Видимо, после колоссального напряжения наступила разрядка — Артур взял руку старика, поцеловал и воскликнул:
— Простил! Да благословит вас Бог за то, что вы вернули моей любимой ее душу, а мне — покой.
Он обнял профессора и, положив голову ему на грудь, беззвучно заплакал. Мы стояли молча. Когда Артур несколько успокоился, Ван Хелсинг произнес:
— А теперь, дитя мое, если хотите, можете ее поцеловать, даже в губы, против чего она, наверное, не возражала бы, если бы могла высказаться. Люси теперь не служительница дьявола с лукавой ухмылкой, не подвластный ему «живой мертвец», не ужасное, навеки обреченное существо — она принадлежит Богу, душа ее отныне с Ним!

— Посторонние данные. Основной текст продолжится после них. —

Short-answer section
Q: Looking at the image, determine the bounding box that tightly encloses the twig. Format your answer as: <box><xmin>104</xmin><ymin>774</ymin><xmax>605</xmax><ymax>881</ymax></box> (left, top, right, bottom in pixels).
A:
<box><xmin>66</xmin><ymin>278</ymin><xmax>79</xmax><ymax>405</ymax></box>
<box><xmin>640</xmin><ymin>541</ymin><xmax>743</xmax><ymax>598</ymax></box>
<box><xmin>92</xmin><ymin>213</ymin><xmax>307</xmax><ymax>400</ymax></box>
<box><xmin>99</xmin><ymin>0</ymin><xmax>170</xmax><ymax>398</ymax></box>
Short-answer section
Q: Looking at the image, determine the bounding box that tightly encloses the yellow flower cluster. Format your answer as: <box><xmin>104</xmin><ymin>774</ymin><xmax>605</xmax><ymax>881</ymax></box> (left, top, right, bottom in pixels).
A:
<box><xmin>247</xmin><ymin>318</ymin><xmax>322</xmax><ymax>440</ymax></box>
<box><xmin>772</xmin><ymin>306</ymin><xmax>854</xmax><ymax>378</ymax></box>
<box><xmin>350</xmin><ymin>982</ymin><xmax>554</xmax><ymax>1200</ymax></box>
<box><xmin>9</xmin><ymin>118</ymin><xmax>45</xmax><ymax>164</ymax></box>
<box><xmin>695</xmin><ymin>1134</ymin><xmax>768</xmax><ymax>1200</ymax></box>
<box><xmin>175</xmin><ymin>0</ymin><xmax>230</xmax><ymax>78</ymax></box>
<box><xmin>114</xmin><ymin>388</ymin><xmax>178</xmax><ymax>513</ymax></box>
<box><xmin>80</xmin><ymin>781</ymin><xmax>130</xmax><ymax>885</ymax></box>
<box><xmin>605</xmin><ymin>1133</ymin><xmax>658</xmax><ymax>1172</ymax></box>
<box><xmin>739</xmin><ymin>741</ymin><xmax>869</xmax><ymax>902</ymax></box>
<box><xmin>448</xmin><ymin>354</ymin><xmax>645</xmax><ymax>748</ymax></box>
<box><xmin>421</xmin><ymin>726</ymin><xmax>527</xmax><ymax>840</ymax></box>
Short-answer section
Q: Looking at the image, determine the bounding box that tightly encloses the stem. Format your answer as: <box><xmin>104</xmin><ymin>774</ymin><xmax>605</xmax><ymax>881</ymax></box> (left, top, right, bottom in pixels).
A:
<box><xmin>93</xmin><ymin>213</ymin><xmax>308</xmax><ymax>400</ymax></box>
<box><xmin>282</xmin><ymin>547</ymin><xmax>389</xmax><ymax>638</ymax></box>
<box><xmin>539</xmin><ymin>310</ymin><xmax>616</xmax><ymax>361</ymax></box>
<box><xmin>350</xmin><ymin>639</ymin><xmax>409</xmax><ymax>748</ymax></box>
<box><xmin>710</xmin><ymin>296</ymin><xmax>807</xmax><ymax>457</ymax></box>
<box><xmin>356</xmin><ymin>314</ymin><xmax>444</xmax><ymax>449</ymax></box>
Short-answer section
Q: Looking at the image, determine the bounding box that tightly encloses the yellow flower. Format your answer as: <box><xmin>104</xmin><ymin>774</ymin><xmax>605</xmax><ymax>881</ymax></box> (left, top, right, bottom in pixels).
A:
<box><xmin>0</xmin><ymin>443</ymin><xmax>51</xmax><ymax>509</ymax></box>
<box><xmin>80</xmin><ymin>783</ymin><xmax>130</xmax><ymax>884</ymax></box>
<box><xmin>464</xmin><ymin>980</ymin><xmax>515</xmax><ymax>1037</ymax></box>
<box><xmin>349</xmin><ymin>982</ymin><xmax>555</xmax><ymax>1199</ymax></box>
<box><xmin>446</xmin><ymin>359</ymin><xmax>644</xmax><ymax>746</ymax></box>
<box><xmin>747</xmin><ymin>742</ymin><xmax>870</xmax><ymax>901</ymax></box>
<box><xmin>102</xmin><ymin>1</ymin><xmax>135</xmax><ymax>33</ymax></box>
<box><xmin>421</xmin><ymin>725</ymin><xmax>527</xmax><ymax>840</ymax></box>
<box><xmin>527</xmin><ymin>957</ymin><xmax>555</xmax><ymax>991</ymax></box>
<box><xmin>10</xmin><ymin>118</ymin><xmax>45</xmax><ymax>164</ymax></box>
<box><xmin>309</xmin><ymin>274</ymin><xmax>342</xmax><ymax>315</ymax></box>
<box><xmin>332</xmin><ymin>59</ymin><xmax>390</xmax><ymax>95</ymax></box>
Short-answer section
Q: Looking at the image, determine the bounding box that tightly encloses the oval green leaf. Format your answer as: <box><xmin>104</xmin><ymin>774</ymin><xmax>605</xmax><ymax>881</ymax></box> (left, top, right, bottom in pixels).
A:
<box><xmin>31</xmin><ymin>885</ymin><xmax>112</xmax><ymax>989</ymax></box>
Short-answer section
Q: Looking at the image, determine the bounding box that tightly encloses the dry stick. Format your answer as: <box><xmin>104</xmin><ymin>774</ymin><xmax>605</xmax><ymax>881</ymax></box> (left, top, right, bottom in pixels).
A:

Артур наклонился и поцеловал Люси. Потом профессор отправил его с Куинси на воздух. А мы вдвоем отпилили кол, оставив его острие в сердце, отрезали покойной голову, наполнили рот чесноком, а затем запаяли свинец, привинтили крышку гроба и, собрав свои вещи, вышли. Заперев дверь, профессор отдал ключ Артуру.
Было тепло, светило солнце, пели птицы — казалось, вся природа преисполнена покоем, радостью и весельем, поскольку мы сами обрели покой и радовались, хотя в наших душах и оставалась печаль.
— Ну что же, друзья мои, — сказал Ван Хелсинг на прощание, — это первый шаг, самый мучительный для нас. Но впереди — очень серьезная задача: найти источник наших бед и уничтожить его. У меня есть нить, которая позволит нам добраться до него, но это долгое и непростое дело, сопряженное с опасностью и титаническими усилиями. Вы поможете мне? Мы ведь научились доверять друг другу, не так ли? А если так, то разве это не наш долг? Конечно! Так дадим же обещание исполнить его до конца!
Мы все пожали ему руку, скрепив тем самым клятву. Затем профессор продолжил:
— Через два дня прошу вас пожаловать ко мне на ужин к семи часам. Я представлю вам еще двух своих друзей, которых вы пока не знаете, и изложу вам наши планы и свои соображения. Друг Джон, пойдем ко мне, хочу посоветоваться с тобой, ты можешь мне помочь. Вечером я уезжаю в Амстердам, но завтра же вернусь. И тогда начнется великий поиск. Но сначала я хотел бы многое поведать вам, чтобы вы знали, что делать, чего опасаться. И после этого мы должны снова поклясться друг другу исполнить свой долг до конца, ибо перед нами ужасная задача, а взявшись за плуг, мы не должны отступать[79].